Studio album by Moxy
- Released: 1975 (Canada) 1976 (US)
- Recorded: 1974–1975, Van Nuys, California
- Genres: Hard rock; heavy metal;
- Length: 36:25
- Labels: Polydor (Canada) Mercury Records (US)
- Producers: Mark Smith and Moxy

Moxy chronology
| Kinfolk (1971) | Moxy (1975) | Moxy II (1976) |

= Moxy (album) =

Moxy, also informally known as The Black Album or Moxy I, is the self-titled debut studio album by the Canadian rock band Moxy. Their independently produced album was released in 1975 by Polydor Records in Canada, then under Mercury Records label was reissued in 1976 for worldwide distribution, both labels were owned by PolyGram at the time (they are now owned by Universal Music Group).

The album was picked up by many radio stations in the United States and was one of the most requested albums in Texas. As a consequence, Moxy was picked up by the larger Mercury Records label in the US and a national distribution deal was made and the album was reissued in 1976. The album produced the hit songs "Can't You See I'm a Star", "Train", "Out of the Darkness" and with "Sail On Sail Away" and "Moon Rider" that are still in the 2000s (decade) on regular rotation on several rock radio stations in Texas. The album sold well because of heavy promotion by the label who released the album on 8 Track in large numbers.

Tommy Bolin was a guest musician on the album. He had previously been the lead guitarist for the James Gang and would go on to replace Ritchie Blackmore in Deep Purple. Bolin does all but two guitar solos. Earl Johnson performed all rhythm guitar and the solos on "Sail On Sail Away", "Can't You See I'm A Star" and the ending of "Train". Johnson was supposed to do all the guitar parts, but got into a disagreement with the producer and was tossed out of the studio. Bolin, being nearby, was asked by Moxy's manager Roland Paquin to fill in for Johnson. Paquin knew Bolin from when he was road manager for the James Gang. Bolin was only in the studio for this album, contrary to popular belief that he appears on Moxy II. Though Bolin's time with Moxy was short, the album is popular with his fans. Bolin's tone and phrasing were very similar to his classic James Gang sound.

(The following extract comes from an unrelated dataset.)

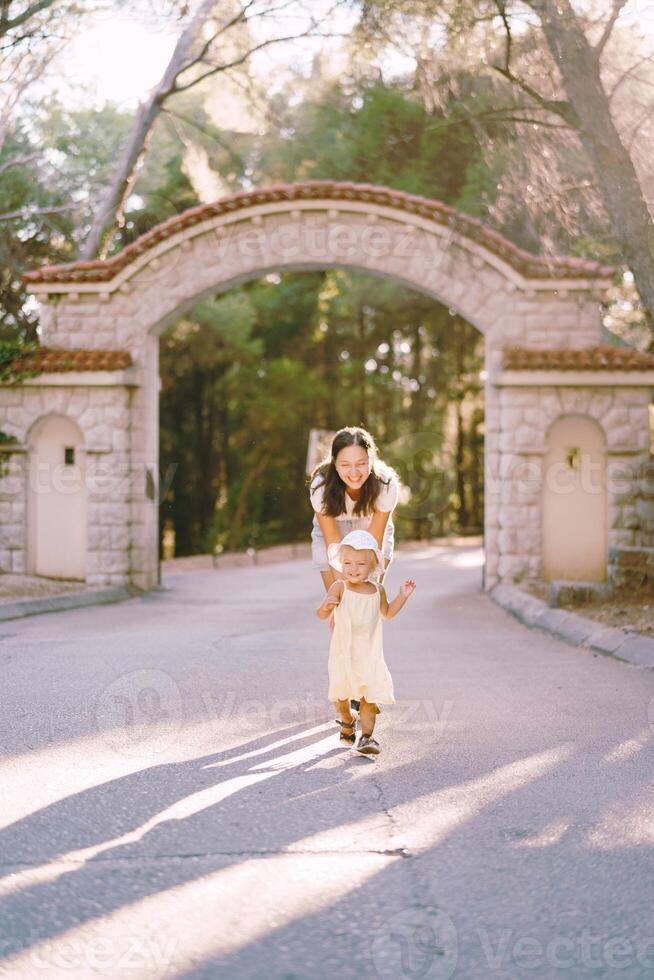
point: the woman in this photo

Buddy Caine, who is listed on the album cover, did not join the band until after the album was finished. Caine was initially brought on board by the band as a rhythm guitarist to free up Johnson so he could play the solos on stage that Bolin had played in the studio.

Professional ratings
Review scores
| Source | Rating |
| AllMusic | Star |

==Track listing==
1. "Fantasy" - 5:40 (Earl Johnson)
2. "Sail On Sail Away" - 4:52 (Earl Johnson)
3. "Can't You See I'm a Star" - 3:36 (Earl Johnson)
4. "Moon Rider (Moonrider)" - 4:25 (Earl Johnson, Buzz Shearman)
5. "Time to Move On" - 4:09 (Earl Johnson, Buzz Shearman)
6. "Still I Wonder" - 4:16 (Earl Johnson)
7. "Train" - 4:37 (Earl Johnson, Robert Bonnell)
8. "Out of the Darkness" - 4:57 (Earl Johnson, Buzz Shearman)

==Single (1974)==
Single (Yorkville Records 1974)
1. "Can't You See I'm a Star" (Solo by Johnson)
2. "Out of the Darkness"

==Personnel==
- Buzz Shearman - vocals
- Earl Johnson - rhythm and lead guitar (solos on track 2 and 3; joint solos on track 7)
- Terry Juric - bass
- Bill Wade - drums

===Additional personnel===
- Tommy Bolin - lead guitar on tracks 1, 4–6 and 8; joint solos on track 7)
- Tom Stephenson - piano on "Fantasy"
- Buddy Caine - rhythm guitar (listed as member but did not join until after record was done)

==Production==
- Arranged by Moxy
- Produced by Moxy and Mark Smith
- Recorded and mixed by Mark Smith and Richard Dashut at Sound City Studios in Van Nuys
- Jacket sleeve photo by Larry Nickels

==Reissued==
Moxy's original catalogue of albums were again available starting in 1994 when Valerie Shearman (Buzz' widow) oversaw the release of all of Moxy's back catalogue of albums on CD through Pacemaker Records, and again in 2003, this time through Unidisc Music Inc.